Ma si lasci anche per un momento da parte l’incremento dell’inflazione, che è si attuale, ma che in una certa misura è dovuto agli aumenti di prezzo dell’energia, che stanno gradatamente esaurendosi, per affrontare invece un altro problema di carattere sociale, che sta determinando gli avvenimenti nel nostro paese: il ‘ripiegazionismo’, una sorta di sindrome di Sisifo che fa sì che diffonda la percezione dell’inutilità degli sforzi fatti, della vanità di fissarsi obiettivi che meritino di essere raggiunti. E questa sindrome è legata a un fenomento, soggettivo fin che si vuole, ma concreto, la scomparsa (o quanto meno la drastica riduzione) del ceto medio. Se nel 2013 gli italiani che si autodefinivano come ‘ceto medio’ rappresentavano il 70% della popolazione, adesso arrivano al massimo al 38/40% del totale. A questo fenomeno, che corrisponde a una chiusura in sé stessi e nella proprie -scarse – disponibilità economiche, si abbina il blocco dell’ascensore sociale, che demoralizza le nuove generazioni, che non trovano più tra gli obiettivi raggiungibili, l’istruzione e l’impegno personale, quelli capaci di farli concretamente scalare la struttura classista della società.

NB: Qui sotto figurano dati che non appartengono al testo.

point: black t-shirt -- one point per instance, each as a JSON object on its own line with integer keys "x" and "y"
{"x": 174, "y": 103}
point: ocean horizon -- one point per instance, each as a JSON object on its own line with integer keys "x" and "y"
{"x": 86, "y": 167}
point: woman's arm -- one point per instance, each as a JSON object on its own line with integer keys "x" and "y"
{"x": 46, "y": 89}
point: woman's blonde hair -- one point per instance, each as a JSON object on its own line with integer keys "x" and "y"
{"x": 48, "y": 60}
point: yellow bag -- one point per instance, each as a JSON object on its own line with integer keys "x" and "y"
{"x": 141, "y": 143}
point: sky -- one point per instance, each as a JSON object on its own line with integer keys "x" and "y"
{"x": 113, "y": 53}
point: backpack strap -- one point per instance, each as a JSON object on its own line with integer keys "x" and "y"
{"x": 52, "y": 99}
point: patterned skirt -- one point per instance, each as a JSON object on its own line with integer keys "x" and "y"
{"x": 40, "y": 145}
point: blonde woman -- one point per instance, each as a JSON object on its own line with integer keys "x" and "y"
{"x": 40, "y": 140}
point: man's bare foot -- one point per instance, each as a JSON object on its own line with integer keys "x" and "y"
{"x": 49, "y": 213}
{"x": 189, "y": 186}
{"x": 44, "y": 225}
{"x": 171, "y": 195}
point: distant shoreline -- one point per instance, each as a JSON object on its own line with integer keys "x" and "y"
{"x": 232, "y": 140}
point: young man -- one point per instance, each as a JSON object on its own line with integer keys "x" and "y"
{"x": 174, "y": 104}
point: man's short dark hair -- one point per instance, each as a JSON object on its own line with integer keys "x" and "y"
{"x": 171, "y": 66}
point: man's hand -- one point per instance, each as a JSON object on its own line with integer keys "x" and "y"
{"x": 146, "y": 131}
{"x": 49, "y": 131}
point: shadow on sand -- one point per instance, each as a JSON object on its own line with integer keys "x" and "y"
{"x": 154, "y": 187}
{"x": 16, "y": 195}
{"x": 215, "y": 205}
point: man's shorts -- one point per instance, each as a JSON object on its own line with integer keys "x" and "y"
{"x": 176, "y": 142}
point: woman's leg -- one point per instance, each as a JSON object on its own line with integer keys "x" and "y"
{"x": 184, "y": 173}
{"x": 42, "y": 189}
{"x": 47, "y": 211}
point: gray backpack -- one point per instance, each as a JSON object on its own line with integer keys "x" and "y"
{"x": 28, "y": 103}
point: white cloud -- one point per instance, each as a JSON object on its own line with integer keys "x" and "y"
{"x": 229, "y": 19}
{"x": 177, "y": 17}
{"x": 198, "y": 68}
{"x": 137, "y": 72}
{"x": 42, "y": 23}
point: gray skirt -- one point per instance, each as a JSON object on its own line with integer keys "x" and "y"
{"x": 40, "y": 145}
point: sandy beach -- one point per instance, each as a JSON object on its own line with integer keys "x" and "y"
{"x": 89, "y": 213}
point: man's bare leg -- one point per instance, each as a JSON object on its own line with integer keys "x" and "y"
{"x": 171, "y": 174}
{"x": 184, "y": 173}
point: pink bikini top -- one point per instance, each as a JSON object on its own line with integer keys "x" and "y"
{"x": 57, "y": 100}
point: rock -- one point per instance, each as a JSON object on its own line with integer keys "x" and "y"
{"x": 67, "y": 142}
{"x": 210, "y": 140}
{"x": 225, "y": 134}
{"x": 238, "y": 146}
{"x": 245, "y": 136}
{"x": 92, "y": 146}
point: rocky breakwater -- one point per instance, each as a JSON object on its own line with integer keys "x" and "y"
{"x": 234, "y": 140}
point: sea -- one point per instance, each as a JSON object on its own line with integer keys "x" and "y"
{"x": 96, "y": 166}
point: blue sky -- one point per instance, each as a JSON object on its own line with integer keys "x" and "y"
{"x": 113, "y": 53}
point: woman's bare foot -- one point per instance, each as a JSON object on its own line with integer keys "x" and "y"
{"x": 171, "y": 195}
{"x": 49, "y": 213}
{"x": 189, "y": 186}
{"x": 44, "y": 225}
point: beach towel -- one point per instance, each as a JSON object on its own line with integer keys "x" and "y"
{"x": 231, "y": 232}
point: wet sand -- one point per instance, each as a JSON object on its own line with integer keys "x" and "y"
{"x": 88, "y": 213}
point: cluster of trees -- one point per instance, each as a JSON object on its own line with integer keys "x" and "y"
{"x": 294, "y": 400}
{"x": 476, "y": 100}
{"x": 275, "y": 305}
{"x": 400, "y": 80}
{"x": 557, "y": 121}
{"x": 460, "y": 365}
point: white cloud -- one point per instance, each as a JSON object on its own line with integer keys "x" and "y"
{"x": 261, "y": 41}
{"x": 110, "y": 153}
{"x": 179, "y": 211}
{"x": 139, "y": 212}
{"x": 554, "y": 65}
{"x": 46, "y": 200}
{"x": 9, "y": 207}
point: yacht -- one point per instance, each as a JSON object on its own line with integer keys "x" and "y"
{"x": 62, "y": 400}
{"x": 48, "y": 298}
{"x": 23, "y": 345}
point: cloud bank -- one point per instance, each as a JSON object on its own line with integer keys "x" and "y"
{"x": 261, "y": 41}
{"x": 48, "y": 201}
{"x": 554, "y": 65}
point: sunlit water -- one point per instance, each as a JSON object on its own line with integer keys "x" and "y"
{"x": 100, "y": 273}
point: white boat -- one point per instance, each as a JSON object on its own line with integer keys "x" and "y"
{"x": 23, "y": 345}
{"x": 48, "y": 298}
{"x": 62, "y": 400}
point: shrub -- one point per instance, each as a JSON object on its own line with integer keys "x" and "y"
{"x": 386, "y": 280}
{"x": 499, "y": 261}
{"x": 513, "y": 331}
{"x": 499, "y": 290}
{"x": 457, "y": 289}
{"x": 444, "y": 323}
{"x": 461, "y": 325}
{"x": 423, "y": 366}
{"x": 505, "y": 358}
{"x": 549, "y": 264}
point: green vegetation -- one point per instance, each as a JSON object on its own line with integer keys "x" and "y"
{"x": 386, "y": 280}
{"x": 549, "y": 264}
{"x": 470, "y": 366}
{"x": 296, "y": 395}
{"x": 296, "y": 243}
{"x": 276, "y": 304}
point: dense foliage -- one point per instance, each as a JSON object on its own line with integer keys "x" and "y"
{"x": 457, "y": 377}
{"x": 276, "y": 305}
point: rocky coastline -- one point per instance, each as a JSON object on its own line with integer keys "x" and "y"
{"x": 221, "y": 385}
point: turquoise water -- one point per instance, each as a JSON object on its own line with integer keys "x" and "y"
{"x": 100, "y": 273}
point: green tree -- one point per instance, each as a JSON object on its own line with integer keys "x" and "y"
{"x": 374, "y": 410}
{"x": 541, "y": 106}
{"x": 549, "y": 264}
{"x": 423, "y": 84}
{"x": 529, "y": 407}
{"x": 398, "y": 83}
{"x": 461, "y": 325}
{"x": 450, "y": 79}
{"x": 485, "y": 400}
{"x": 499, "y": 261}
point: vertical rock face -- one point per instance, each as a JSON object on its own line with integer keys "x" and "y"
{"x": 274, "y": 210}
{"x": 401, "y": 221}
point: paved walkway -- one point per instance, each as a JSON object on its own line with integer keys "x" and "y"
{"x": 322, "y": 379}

Una dimostrazione banale di questo atteggiamento? La riduzione degli scarti, dei rifiuti. In Italia è mediamente di 100 grammi al giorno, in società più ricche come quella statunitense arriva a 200 grammi. Recupero e riuso al posto dell’isola ecologica, non solo in ottica green come è spesso pubblicizzato, ma proprio per il risparmio intrinseco.
Questa visione cupa e pessimistica è almeno in parte alleviata dalle grandi energie e potenzialità, espresse nei progetti individuali e comuni. Come afferma il filosofo Mauro Magatti, vi sono persone che lasciano il lavoro per non avere più a che fare con le comunità di riferimento, ma sono molti di più quelli che si alleano per resistere ai marosi, nella visione di società porosa che è la nuova forma assunta, dopo la metamorfosi della globalizzazione come bene in sé, per dimostrare di essere pronti e reattivi come richiede l’appartenenza a un mondo nuovo e, paradossalmente, più grande e pronto alla trasformazione.